* [PATCH kernel] x86/compressed/64: reduce #VC nesting for intercepted CPUID for SEV-SNP guest
@ 2023-09-25 4:23 Alexey Kardashevskiy
2023-09-25 8:41 ` Ingo Molnar
0 siblings, 1 reply; 4+ messages in thread
From: Alexey Kardashevskiy @ 2023-09-25 4:23 UTC (permalink / raw)
To: x86; +Cc: linux-kernel, Tom Lendacky, Alexey Kardashevskiy
For certain intercepts an SNP guest uses the GHCB protocol to talk to
the hypervisor from the #VC handler. The protocol requires a shared page so
there is one per vCPU. In case NMI arrives in a middle of #VC or the NMI
handler triggers a #VC, there is another "backup" GHCB page which stores
the content of the first one while SVM_VMGEXIT_NMI_COMPLETE is sent.
The vc_raw_handle_exception() handler manages main and backup GHCB pages
via __sev_get_ghcb/__sev_put_ghcb.
This works fine for #VC and occasional NMIs. This does not work so fine if
the #VC handler causes intercept + another #VC, if NMI arrives during
the second #VC, there are no more pages for SVM_VMGEXIT_NMI_COMPLETE.
The problem place is the #VC CPUID handler. Running perf in the SNP guest
crashes with:
Kernel panic - not syncing: Unable to handle #VC exception!
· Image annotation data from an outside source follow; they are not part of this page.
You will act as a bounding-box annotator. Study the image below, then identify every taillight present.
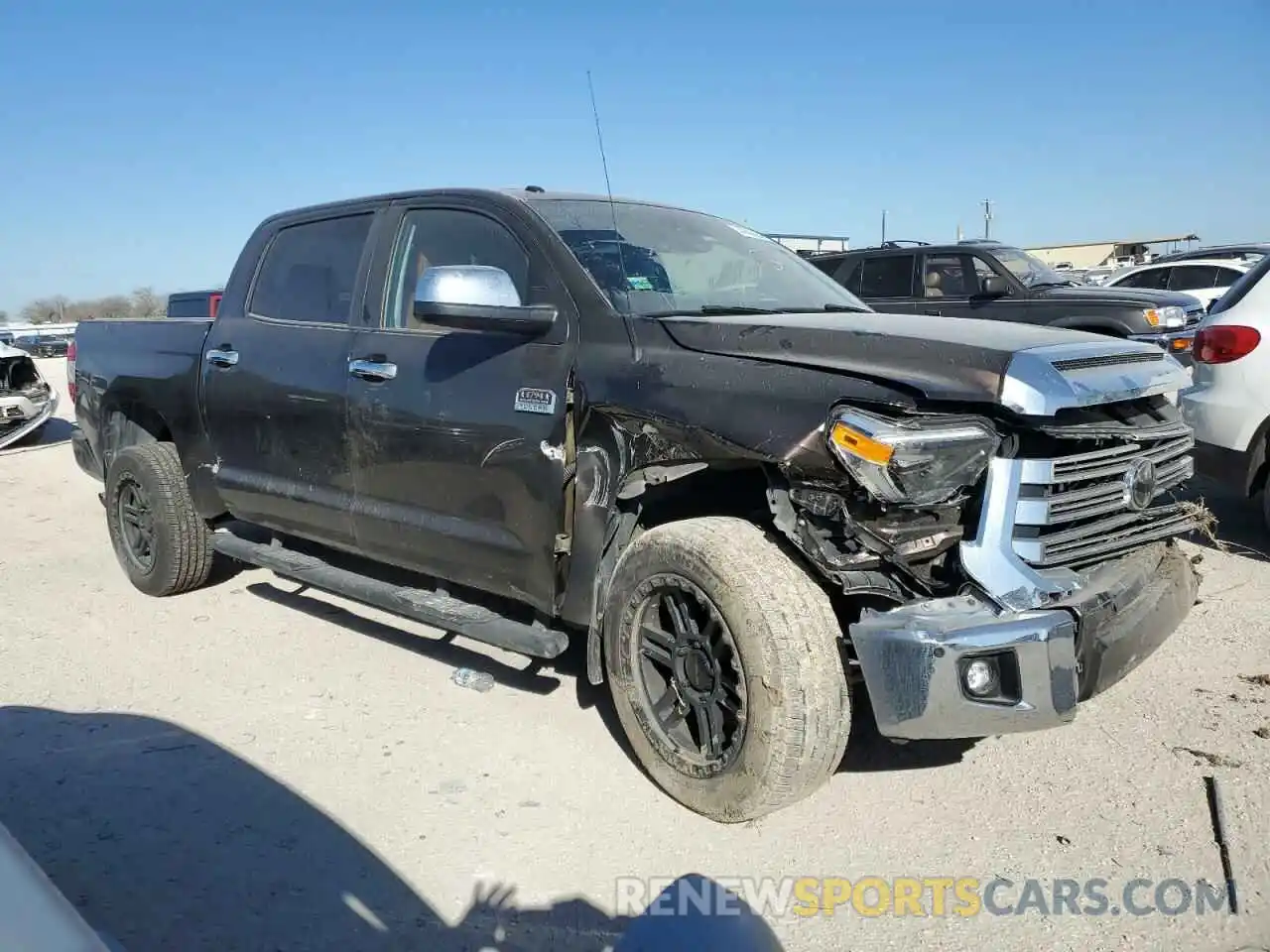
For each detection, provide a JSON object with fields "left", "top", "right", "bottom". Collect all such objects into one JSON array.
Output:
[
  {"left": 1192, "top": 323, "right": 1261, "bottom": 363},
  {"left": 66, "top": 337, "right": 75, "bottom": 403}
]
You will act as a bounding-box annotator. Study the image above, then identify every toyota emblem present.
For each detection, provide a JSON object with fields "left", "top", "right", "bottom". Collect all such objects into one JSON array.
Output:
[{"left": 1124, "top": 458, "right": 1160, "bottom": 511}]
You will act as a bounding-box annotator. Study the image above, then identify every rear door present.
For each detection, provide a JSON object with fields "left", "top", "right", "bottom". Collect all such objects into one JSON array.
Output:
[
  {"left": 203, "top": 208, "right": 375, "bottom": 544},
  {"left": 349, "top": 198, "right": 576, "bottom": 611}
]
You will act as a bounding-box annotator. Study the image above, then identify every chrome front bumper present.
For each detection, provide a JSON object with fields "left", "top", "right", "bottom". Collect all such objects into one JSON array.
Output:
[
  {"left": 0, "top": 390, "right": 58, "bottom": 449},
  {"left": 849, "top": 542, "right": 1199, "bottom": 740}
]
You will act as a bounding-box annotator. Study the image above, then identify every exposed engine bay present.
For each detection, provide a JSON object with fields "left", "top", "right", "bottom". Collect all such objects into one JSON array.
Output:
[{"left": 0, "top": 344, "right": 58, "bottom": 449}]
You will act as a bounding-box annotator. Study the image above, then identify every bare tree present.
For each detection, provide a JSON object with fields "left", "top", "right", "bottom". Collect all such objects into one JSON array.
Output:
[
  {"left": 16, "top": 287, "right": 168, "bottom": 323},
  {"left": 132, "top": 287, "right": 168, "bottom": 317}
]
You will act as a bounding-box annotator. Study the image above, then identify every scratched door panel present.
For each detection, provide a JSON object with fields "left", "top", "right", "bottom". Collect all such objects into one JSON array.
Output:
[{"left": 349, "top": 330, "right": 567, "bottom": 604}]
GHCB and Backup GHCB are already in use
vc_raw_handle_exception #1: exit_code 72 (CPUID) eax d ecx 1
We lock the main GHCB and while it is locked we get to
snp_cpuid_postprocess() which executes "rdmsr" of MSR_IA32_XSS==0xda0 which
triggers:
vc_raw_handle_exception #2: exit_code 7c (MSR) ecx da0
Here we lock the backup ghcb.
And then PMC NMI comes which cannot complete as there is no GHCB page left
to use:
CPU: 5 PID: 566 Comm: touch Not tainted 6.5.0-rc2-aik-ad9c-g7413e71d3dcf-dirty #27
Hardware name: QEMU Standard PC (Q35 + ICH9, 2009), BIOS unknown unknown
Call Trace:
<NMI>
dump_stack_lvl+0x44/0x60
panic+0x222/0x310
____sev_get_ghcb+0x21e/0x220
__sev_es_nmi_complete+0x28/0xf0
exc_nmi+0x1ac/0x1c0
end_repeat_nmi+0x16/0x67
...
</NMI>
<TASK>
vc_raw_handle_exception+0x9e/0x2c0
kernel_exc_vmm_communication+0x4d/0xa0
asm_exc_vmm_communication+0x31/0x60
RIP: 0010:snp_cpuid+0x2ad/0x420
Drop one #VC by replacing "rdmsr" with GHCB's VMGEXIT to read the value from
the hypervisor.
Fixes: ee0bfa08a345 ("x86/compressed/64: Add support for SEV-SNP CPUID table in #VC handlers")
Cc: x86@kernel.org
Signed-off-by: Alexey Kardashevskiy <aik@amd.com>
---
This is made on top of (which has the "efi/unaccepted: Make sure unaccepted table is mapped"
fix for booting SNP):
b996cbe1203c (tip/master) 15 hours ago Ingo Molnar Merge branch into tip/master: 'x86/tdx'
plus:
https://lore.kernel.org/lkml/a5856fa1ebe3879de91a8f6298b6bbd901c61881.1690578565.git.thomas.lendacky@amd.com/
---
arch/x86/kernel/sev-shared.c | 18 +++++++++++++-----
1 file changed, 13 insertions(+), 5 deletions(-)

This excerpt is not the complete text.